Legal experts raise questions over protection status
Legal scholars and practitioners warn that lowering deportation thresholds raises complex legal and humanitarian questions, especially where individuals hold a recognized protection status. Marcus Engler, a social scientist at the German Centre for Integration and Migration Research, was cited explaining why states sometimes remove protection to effect returns, noting that legal exceptions and severe criminality can justify revocation under international and domestic law. Courts will likely remain the decisive arena for contested cases, and any policy shift will require careful drafting to withstand judicial review.
RIAS report highlights surge in antisemitic incidents
At the same time as the IMK convened, the federal RIAS reporting network published its 2025 annual report documenting 8,725 antisemitic incidents for the year. That figure averages nearly 24 incidents per day and marks an increase of about 100 cases compared with 2024, the report shows. RIAS flagged a marked rise in incidents with an extreme-right background, from 562 to 807 cases, and said that 27 percent of recorded incidents occurred online, underscoring how the digital sphere amplifies hate.
Civil society warns of normalization of antisemitism
Benjamin Steinitz, managing director of RIAS, warned at the report’s presentation that antisemitism risks becoming normalized when patterns of abuse go unchecked.
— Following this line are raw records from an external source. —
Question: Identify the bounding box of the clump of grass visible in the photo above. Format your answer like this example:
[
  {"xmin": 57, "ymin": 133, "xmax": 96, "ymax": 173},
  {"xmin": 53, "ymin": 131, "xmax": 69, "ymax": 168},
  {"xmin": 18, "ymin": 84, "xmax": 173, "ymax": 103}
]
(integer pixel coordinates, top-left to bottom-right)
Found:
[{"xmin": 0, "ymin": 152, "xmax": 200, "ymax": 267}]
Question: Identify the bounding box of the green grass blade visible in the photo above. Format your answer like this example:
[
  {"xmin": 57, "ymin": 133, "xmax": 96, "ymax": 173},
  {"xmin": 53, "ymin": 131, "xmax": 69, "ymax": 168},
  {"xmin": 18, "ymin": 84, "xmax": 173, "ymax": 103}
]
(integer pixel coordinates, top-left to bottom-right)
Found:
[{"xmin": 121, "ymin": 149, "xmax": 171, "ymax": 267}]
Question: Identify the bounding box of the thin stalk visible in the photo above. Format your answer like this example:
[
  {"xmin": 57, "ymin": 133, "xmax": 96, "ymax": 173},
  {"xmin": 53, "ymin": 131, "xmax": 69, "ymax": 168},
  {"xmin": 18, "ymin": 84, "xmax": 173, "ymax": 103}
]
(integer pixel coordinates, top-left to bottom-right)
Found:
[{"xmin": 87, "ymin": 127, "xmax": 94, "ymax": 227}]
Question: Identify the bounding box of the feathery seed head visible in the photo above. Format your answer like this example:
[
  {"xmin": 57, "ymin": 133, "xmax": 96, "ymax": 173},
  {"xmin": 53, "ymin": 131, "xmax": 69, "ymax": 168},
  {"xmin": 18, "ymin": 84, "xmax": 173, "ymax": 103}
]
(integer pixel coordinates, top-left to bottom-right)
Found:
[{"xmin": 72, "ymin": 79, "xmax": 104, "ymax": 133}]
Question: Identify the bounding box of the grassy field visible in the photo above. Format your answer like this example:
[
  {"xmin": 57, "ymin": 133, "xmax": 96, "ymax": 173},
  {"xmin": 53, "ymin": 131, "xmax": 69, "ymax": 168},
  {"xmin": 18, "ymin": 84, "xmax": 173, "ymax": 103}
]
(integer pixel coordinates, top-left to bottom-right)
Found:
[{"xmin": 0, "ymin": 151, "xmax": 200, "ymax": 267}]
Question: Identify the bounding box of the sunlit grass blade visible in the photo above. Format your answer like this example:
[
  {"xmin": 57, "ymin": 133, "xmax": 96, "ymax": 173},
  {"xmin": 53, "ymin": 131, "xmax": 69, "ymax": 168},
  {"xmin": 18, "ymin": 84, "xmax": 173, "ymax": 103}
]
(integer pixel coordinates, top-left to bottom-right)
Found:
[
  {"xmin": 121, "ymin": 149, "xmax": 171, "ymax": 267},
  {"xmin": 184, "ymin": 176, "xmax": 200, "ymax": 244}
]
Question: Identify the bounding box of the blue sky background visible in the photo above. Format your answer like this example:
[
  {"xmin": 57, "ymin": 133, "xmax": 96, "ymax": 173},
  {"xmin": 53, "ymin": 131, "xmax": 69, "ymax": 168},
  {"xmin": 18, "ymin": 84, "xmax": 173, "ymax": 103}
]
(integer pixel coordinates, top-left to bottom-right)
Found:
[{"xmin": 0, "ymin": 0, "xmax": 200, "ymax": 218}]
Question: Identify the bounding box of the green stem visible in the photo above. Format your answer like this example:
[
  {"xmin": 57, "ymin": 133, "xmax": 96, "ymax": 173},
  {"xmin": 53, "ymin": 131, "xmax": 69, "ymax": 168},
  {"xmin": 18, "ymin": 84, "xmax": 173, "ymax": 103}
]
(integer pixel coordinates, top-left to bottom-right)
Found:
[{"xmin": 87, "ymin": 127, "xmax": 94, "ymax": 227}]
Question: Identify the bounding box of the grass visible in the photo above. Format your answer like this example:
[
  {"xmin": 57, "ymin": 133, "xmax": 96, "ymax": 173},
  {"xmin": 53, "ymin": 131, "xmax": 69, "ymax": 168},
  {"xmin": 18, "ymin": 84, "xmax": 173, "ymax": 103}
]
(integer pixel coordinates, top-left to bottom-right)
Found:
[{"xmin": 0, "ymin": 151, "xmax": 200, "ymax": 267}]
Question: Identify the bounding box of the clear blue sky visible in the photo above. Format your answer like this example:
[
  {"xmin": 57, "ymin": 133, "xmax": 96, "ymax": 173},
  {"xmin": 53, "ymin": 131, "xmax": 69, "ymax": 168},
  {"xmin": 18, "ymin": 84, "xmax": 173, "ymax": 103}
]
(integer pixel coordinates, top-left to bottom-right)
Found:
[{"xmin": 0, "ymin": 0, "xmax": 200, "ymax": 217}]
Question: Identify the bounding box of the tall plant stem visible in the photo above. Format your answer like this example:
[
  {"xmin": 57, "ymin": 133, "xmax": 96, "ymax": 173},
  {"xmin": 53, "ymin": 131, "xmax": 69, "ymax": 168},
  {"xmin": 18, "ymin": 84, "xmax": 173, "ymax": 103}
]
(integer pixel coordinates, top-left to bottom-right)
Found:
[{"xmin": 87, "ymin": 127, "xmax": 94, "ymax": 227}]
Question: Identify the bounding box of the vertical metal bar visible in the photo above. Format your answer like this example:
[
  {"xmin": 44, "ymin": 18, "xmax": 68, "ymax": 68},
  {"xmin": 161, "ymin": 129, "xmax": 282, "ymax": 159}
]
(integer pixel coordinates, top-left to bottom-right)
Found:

RIAS’s reporting network records not only criminal acts but also hurtful or intimidating remarks and everyday incidents reported by victims and witnesses. The organization’s findings are likely to factor into IMK discussions on integration, prevention and policing, as ministers consider how migration debates intersect with social cohesion and hate crime responses.
G7 outcomes and domestic political implications
The IMK’s timing coincides with the conclusion of a two-day G7 summit in Évian-les-Bains, where Chancellor Friedrich Merz emphasized cooperation on critical raw materials and artificial intelligence. German officials framed the G7 communiqué as a push to strengthen supply chains and recycling across allied countries, priorities that may interact with domestic industrial and migration policies. Parties across the political spectrum in Germany are using the international summit’s outcomes to bolster arguments about economic security and the need for robust law enforcement at home.
State-federal coordination and third-country cooperation
Ministers at the conference must also reconcile differing state-level approaches to reception, integration and enforcement, a perennial challenge in German migration policy. Several states favor stricter return measures, while others emphasize faster integration and improved legal assistance for migrants. Officials indicated they will press for enhanced bilateral engagement with countries of origin and transit to increase the feasibility of returns, but diplomats caution that cooperation depends on political and security conditions in partner states.
Germany now faces a policy crossroads in which public safety concerns, statutory protections and civil society warnings converge. Any modification to deportation rules will require not only political agreement at the IMK but also legal safeguards and enhanced capacity for case processing.
Public debate in the coming weeks will test whether proposed changes can reduce crime involving foreign nationals without undermining constitutional and international obligations. Policymakers say they aim to craft measures that are legally sound, operationally feasible and responsive to rising antisemitism and other societal stresses highlighted in recent reports.